Quatre responsables de l’établissement Santé publique France exposent, dans une tribune au « Monde », avant le nouveau « Ségur » annoncé par le gouvernement pour l’automne, les pistes à suivre pour améliorer le fonctionnement de cette branche à part entière des politiques sanitaires.
Dans notre pays, les grandes réformes du système de santé sont souvent issues de crises sanitaires majeures. L’épidémie de sida et la crise de la transfusion sanguine ont contribué fortement à l’essor de la sécurité et de la démocratie sanitaires.
De même, un événement comme la « crise de la vache folle » – déclenchée à partir de 1996 par l’épizootie d’encéphalopathie spongiforme bovine (ESB) – a permis d’importantes avancées en matière de sécurité alimentaire, tandis que la canicule de 2003 a ouvert la voie, lors de chaque nouvelle vague de chaleur, à un « plan national canicule » associant les acteurs de l’Etat et des collectivités dans les territoires.
L’épidémie de Covid-19 n’échappe pas à cette règle.
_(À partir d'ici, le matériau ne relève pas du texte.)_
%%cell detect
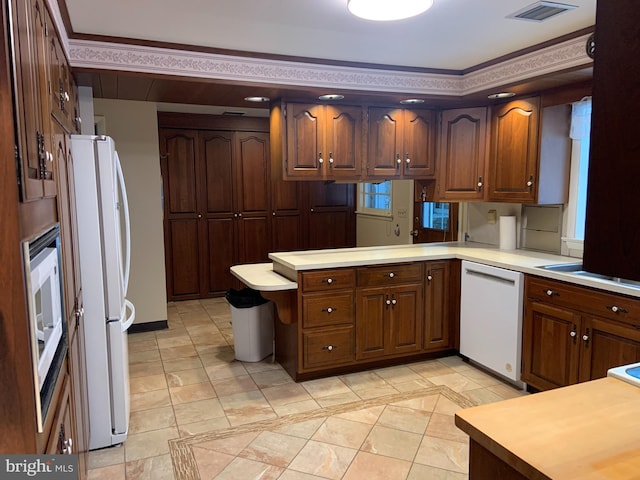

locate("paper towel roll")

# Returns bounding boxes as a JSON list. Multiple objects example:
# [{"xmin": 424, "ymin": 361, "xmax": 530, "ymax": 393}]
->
[{"xmin": 500, "ymin": 216, "xmax": 516, "ymax": 250}]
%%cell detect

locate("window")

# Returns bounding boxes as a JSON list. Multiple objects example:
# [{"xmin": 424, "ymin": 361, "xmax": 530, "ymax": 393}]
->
[
  {"xmin": 563, "ymin": 97, "xmax": 591, "ymax": 250},
  {"xmin": 422, "ymin": 202, "xmax": 449, "ymax": 231},
  {"xmin": 358, "ymin": 180, "xmax": 392, "ymax": 217}
]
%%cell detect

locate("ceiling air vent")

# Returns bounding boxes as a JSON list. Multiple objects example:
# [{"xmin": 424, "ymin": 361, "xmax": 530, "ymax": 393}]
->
[{"xmin": 507, "ymin": 1, "xmax": 577, "ymax": 22}]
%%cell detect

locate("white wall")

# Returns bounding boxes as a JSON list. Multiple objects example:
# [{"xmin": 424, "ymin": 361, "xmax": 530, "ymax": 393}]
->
[
  {"xmin": 94, "ymin": 99, "xmax": 167, "ymax": 323},
  {"xmin": 356, "ymin": 180, "xmax": 413, "ymax": 247}
]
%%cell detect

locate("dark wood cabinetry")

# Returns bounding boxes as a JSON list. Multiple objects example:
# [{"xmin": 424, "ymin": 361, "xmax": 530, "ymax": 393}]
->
[
  {"xmin": 283, "ymin": 103, "xmax": 364, "ymax": 181},
  {"xmin": 367, "ymin": 107, "xmax": 436, "ymax": 179},
  {"xmin": 522, "ymin": 276, "xmax": 640, "ymax": 390},
  {"xmin": 584, "ymin": 0, "xmax": 640, "ymax": 280},
  {"xmin": 160, "ymin": 129, "xmax": 272, "ymax": 300},
  {"xmin": 436, "ymin": 107, "xmax": 489, "ymax": 201}
]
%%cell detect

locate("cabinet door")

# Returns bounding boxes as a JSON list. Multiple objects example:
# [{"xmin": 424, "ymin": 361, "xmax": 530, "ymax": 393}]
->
[
  {"xmin": 286, "ymin": 103, "xmax": 329, "ymax": 179},
  {"xmin": 356, "ymin": 287, "xmax": 391, "ymax": 360},
  {"xmin": 402, "ymin": 110, "xmax": 436, "ymax": 178},
  {"xmin": 580, "ymin": 317, "xmax": 640, "ymax": 382},
  {"xmin": 522, "ymin": 301, "xmax": 581, "ymax": 390},
  {"xmin": 322, "ymin": 106, "xmax": 363, "ymax": 179},
  {"xmin": 160, "ymin": 129, "xmax": 201, "ymax": 300},
  {"xmin": 438, "ymin": 108, "xmax": 487, "ymax": 201},
  {"xmin": 423, "ymin": 262, "xmax": 452, "ymax": 351},
  {"xmin": 386, "ymin": 283, "xmax": 423, "ymax": 355},
  {"xmin": 488, "ymin": 98, "xmax": 539, "ymax": 203},
  {"xmin": 367, "ymin": 107, "xmax": 404, "ymax": 179}
]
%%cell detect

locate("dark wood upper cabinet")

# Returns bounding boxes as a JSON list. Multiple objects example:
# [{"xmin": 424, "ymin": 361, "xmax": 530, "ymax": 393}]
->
[
  {"xmin": 366, "ymin": 107, "xmax": 436, "ymax": 179},
  {"xmin": 584, "ymin": 0, "xmax": 640, "ymax": 280}
]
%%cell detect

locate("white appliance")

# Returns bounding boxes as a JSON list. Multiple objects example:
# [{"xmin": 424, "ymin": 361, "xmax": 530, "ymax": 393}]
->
[
  {"xmin": 460, "ymin": 260, "xmax": 524, "ymax": 387},
  {"xmin": 71, "ymin": 135, "xmax": 135, "ymax": 450}
]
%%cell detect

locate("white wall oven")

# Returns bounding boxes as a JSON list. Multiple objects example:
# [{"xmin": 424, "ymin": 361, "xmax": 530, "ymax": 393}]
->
[{"xmin": 23, "ymin": 225, "xmax": 67, "ymax": 432}]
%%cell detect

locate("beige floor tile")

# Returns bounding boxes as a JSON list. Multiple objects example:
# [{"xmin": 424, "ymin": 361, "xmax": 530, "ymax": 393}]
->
[
  {"xmin": 129, "ymin": 373, "xmax": 167, "ymax": 393},
  {"xmin": 126, "ymin": 455, "xmax": 175, "ymax": 480},
  {"xmin": 216, "ymin": 457, "xmax": 284, "ymax": 480},
  {"xmin": 162, "ymin": 357, "xmax": 202, "ymax": 373},
  {"xmin": 414, "ymin": 436, "xmax": 469, "ymax": 473},
  {"xmin": 169, "ymin": 382, "xmax": 216, "ymax": 405},
  {"xmin": 426, "ymin": 413, "xmax": 469, "ymax": 442},
  {"xmin": 311, "ymin": 417, "xmax": 372, "ymax": 450},
  {"xmin": 165, "ymin": 367, "xmax": 209, "ymax": 388},
  {"xmin": 129, "ymin": 348, "xmax": 160, "ymax": 365},
  {"xmin": 160, "ymin": 345, "xmax": 198, "ymax": 360},
  {"xmin": 129, "ymin": 362, "xmax": 164, "ymax": 378},
  {"xmin": 130, "ymin": 388, "xmax": 171, "ymax": 412},
  {"xmin": 173, "ymin": 398, "xmax": 224, "ymax": 425},
  {"xmin": 129, "ymin": 405, "xmax": 176, "ymax": 434},
  {"xmin": 124, "ymin": 427, "xmax": 179, "ymax": 462},
  {"xmin": 262, "ymin": 383, "xmax": 313, "ymax": 406},
  {"xmin": 289, "ymin": 440, "xmax": 357, "ymax": 480},
  {"xmin": 87, "ymin": 445, "xmax": 124, "ymax": 469},
  {"xmin": 361, "ymin": 425, "xmax": 422, "ymax": 461},
  {"xmin": 212, "ymin": 375, "xmax": 259, "ymax": 397},
  {"xmin": 378, "ymin": 405, "xmax": 431, "ymax": 435},
  {"xmin": 342, "ymin": 452, "xmax": 411, "ymax": 480},
  {"xmin": 238, "ymin": 432, "xmax": 307, "ymax": 469},
  {"xmin": 407, "ymin": 463, "xmax": 468, "ymax": 480},
  {"xmin": 87, "ymin": 463, "xmax": 126, "ymax": 480},
  {"xmin": 192, "ymin": 446, "xmax": 235, "ymax": 479}
]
D’ores et déjà, de nombreuses mesures ont été annoncées par un accord conclu le 13 juillet à l’issue du « Ségur de la santé ». Le ministre des solidarités et de la santé, Olivier Véran, dans son discours de clôture, le 21 juillet, a souhaité la mise en place « d’une santé publique forte pour mieux se préparer et mieux combattre les nouvelles crises qui ne manqueront pas de surgir et qui affecteront la santé des populations ». Une nouvelle grande concertation, dénommée cette fois « Ségur de la santé publique », a été annoncée pour l’automne.
C’est une opportunité unique pour faire progresser harmonieusement les deux piliers de la santé publique que sont la protection contre les risques et l’amélioration de la santé. La pandémie de Covid-19 l’a très bien montré : même si l’ensemble de la population est exposé, l’impact de l’épidémie est bien plus important chez les plus âgés, chez ceux qui ont une moins bonne santé, et ceux qui, socialement, sont les plus vulnérables et démunis.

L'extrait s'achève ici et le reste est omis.